Quote Originally Posted by Subliminal View Post
Servers aren't expensive to run, just to be clear. I'm not sure what sort of mythical thing people may think servers are, but I have a rack of them in my garage that add maybe $25 to my electric bill each month. Total. They are happy to sit and chug and churn and serve without an army of people fussing over them. Yes, we do upgrades. Yes, we do backups. Yes, on occasion we even go out there and clear off the dust bunnies that invade. If anyone would like to pay me a month's worth of what people likely spend on one server for Tynon for these tasks, please let me know. I would be happy to do nice things with this money.

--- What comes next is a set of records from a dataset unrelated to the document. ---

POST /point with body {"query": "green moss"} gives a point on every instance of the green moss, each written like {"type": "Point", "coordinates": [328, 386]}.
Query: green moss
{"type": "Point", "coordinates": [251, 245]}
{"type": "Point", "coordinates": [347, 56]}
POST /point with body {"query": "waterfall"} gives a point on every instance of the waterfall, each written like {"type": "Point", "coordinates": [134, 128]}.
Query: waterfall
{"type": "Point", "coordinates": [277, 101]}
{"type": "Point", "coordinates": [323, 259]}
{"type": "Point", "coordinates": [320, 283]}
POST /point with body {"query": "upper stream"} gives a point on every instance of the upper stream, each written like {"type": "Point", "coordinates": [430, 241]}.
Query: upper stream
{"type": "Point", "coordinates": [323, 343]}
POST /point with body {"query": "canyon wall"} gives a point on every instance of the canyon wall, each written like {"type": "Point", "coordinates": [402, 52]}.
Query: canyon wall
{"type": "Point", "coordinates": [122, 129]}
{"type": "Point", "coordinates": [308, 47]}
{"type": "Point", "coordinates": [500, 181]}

(And yes, there are designers (art and code) and tech support (well, a canned list of tech support messages and probably one poor guy who does gem refunds) so I am aware that bottom line, it does cost more than an electric bill to run Tynon.)

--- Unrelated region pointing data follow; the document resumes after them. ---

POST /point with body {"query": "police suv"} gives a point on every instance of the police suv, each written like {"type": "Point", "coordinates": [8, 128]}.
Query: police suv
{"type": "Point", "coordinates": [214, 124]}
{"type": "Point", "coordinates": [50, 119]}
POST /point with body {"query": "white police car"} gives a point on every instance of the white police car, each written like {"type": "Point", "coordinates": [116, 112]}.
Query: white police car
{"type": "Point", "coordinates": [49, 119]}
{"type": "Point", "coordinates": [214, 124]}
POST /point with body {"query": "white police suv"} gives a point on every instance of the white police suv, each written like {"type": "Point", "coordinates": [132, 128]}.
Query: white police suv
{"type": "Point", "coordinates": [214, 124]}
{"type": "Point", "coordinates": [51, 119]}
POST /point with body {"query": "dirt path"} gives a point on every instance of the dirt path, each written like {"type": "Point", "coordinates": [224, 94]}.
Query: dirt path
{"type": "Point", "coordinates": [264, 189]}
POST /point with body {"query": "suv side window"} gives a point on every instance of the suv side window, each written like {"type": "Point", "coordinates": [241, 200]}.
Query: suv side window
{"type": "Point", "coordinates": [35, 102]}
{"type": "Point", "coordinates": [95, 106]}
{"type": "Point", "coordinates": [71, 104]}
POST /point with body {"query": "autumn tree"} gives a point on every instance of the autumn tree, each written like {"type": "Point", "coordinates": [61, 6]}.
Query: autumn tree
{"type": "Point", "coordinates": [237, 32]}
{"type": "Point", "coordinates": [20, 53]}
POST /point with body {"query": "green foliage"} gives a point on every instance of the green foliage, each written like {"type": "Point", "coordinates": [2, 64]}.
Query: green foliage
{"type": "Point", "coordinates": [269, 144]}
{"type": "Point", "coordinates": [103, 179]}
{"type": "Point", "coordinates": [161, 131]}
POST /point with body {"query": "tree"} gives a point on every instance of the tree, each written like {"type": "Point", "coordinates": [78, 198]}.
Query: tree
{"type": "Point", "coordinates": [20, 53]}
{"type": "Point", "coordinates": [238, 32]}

Servers are cheap to run, however licensing for certain things can be expensive, especially if they're annual/monthly costs. Internet bandwidth can also get quite expensive for companies. If you need server-grade SSD drives or RAIDs, depending on your setup that can run a pretty penny too. There are other factors, but it really boils down to: Licensing, storage, and bandwidth are expensive. Software that allows you to scale out with more machines is cheap.

Honestly I wouldn't be surprised if Tynon's setup consists of about a hundred VMs (one for each "server" to maintain game state) with a load-balanced internal data access cluster of VMs that can run calculations the actual server doesn't require (such as battles), as well as saving/retrieving required data from their database.

Essentially, I'm guessing optimally there is a 4-tier architecture in place. Game UI, Game Server, Calculation/Data Retrieval Service, Data Storage (be it database or disk). Managing something like that is more complex than you'd believe if you haven't dealt with something that complex before.